Die Regierung brandmarkt die Proteste als Versuch, Rumänien zu destabilisieren

Bereits am Mittwoch waren in Bukarest und 55 anderen Städten nach Polizeiangaben 250 000 Menschen auf die Straße gegangen - anderen Angaben zufolge waren es bis zu 300 000 Demonstranten. Es sind die größten Proteste seit Ende des Kommunismus 1989. Der Vorstand der Regierungspartei PSD beschloss indes, den Erlass nicht zurückzunehmen. Die Proteste seien ein Versuch, Rumänien zu destabilisieren.

Das sehen nicht alle PSD-Politiker so: Etliche von ihnen kündigten der Regierung die Gefolgschaft auf. Handelsminister Florin Jianu trat zurück. In Bukarest hatten am Mittwochabend bis zu 150 000 Menschen den Rücktritt der Regierung gefordert. Dann aber mischten sich Dutzende angeblicher Fußballfans unter die Demonstranten und griffen Polizisten mit Feuerwerkskörpern und Eisblöcken an. Die Polizei löste daraufhin die Kundgebung auf. Dem unabhängigen Fernsehsender Digi24 zufolge sollen die Ultras Anhänger des Fußballclubs Dinamo Bukarest gewesen sein, der über Verbindungen zur PSD verfügen soll. Der Fanclub des Vereins dementierte, an den Ausschreitungen beteiligt gewesen zu sein.

Der Inlandsgeheimdienst SRI informierte Innenministerium und Polizei im Vorfeld ergebnislos über die geplante Sprengung der Demonstration. Innenministerin Carmen Dan, enge Vertraute von PSD-Chef Dragnea, leugnete zunächst, informiert worden zu sein. Dem widersprachen Rumäniens Generalstaatsanwalt und Präsident Klaus Johannis. "Das Innenministerium wusste exakt, wann, wo und durch welche Gruppen der friedliche Protest aufgebrochen werden sollte", sagte Johannis. "Anstatt sie zu isolieren, wurden sie auf friedliche Demonstranten losgelassen."

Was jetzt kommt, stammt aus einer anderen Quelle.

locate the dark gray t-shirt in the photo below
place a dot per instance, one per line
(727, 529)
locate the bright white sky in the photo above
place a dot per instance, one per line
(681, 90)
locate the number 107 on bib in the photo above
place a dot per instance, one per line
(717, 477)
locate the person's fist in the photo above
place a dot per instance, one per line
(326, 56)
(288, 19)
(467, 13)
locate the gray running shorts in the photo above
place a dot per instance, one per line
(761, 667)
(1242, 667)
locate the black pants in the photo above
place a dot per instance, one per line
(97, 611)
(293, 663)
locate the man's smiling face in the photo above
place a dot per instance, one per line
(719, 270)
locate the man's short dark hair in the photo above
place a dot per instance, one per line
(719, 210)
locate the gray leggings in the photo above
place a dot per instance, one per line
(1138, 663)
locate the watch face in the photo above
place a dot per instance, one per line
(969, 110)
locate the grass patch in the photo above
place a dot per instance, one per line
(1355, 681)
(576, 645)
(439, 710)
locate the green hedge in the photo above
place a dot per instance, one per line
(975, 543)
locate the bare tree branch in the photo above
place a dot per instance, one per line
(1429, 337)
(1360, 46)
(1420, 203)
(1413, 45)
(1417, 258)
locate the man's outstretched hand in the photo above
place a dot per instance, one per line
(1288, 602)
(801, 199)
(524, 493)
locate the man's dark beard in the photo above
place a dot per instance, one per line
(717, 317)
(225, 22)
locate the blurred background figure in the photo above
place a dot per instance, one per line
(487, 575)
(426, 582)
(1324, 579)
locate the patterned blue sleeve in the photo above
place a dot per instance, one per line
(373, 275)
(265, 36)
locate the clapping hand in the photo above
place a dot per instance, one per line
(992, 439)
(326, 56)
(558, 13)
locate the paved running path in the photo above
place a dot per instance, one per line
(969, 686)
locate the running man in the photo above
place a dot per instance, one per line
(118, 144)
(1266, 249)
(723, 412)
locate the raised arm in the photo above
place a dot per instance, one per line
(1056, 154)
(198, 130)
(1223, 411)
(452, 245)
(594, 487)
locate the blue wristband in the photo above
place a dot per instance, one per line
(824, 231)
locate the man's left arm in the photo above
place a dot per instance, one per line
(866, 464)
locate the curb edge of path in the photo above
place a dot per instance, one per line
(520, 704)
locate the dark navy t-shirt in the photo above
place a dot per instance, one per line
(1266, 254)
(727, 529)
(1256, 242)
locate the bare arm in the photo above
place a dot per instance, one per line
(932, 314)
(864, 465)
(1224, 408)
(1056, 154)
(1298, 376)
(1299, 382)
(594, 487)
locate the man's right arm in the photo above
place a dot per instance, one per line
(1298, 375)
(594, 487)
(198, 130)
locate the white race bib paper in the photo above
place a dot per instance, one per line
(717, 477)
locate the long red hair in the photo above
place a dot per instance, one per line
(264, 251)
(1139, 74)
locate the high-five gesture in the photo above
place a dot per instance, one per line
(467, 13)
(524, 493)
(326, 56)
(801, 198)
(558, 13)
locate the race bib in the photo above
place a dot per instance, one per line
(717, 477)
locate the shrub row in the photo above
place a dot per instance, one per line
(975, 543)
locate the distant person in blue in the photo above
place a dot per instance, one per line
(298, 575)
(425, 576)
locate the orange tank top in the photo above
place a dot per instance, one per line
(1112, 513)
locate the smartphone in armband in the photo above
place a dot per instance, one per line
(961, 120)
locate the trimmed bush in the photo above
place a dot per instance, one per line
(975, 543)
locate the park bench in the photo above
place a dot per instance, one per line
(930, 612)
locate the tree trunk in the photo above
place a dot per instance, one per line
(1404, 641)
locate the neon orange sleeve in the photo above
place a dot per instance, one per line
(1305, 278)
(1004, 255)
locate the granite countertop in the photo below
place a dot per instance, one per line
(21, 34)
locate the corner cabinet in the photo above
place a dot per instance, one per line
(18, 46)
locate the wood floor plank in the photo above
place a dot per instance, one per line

Der Konflikt findet nicht nur auf der Straße statt. Sowohl Präsident Johannis wie der Oberste Justizrat (CSM) haben wegen des Eilerlasses das Verfassungsgericht angerufen. Die Botschafter der USA, Deutschlands, Frankreichs und weiterer Länder warnten die Regierung in Bukarest bereits, ihr Vorgehen könne dem Image Rumäniens und seinem Stand in Nato und EU schaden.

EU-Kommissionsvize Frans Timmermans deutete im Europäischen Parlament an, wenn es bei dem umstrittenen Erlass bleibe, könne die EU Zuschüsse an Rumänien einfrieren oder sperren. Wenn die Strafbefreiung in Kraft trete, "könnte dies auch die Auszahlung europäischer Gelder in Rumänien beeinträchtigen". Rumänien bekommt aus Brüssel knapp sechs Milliarden Euro im Jahr. 2015 fror die EU eine Milliarde Euro wegen mutmaßlicher Unregelmäßigkeiten ein.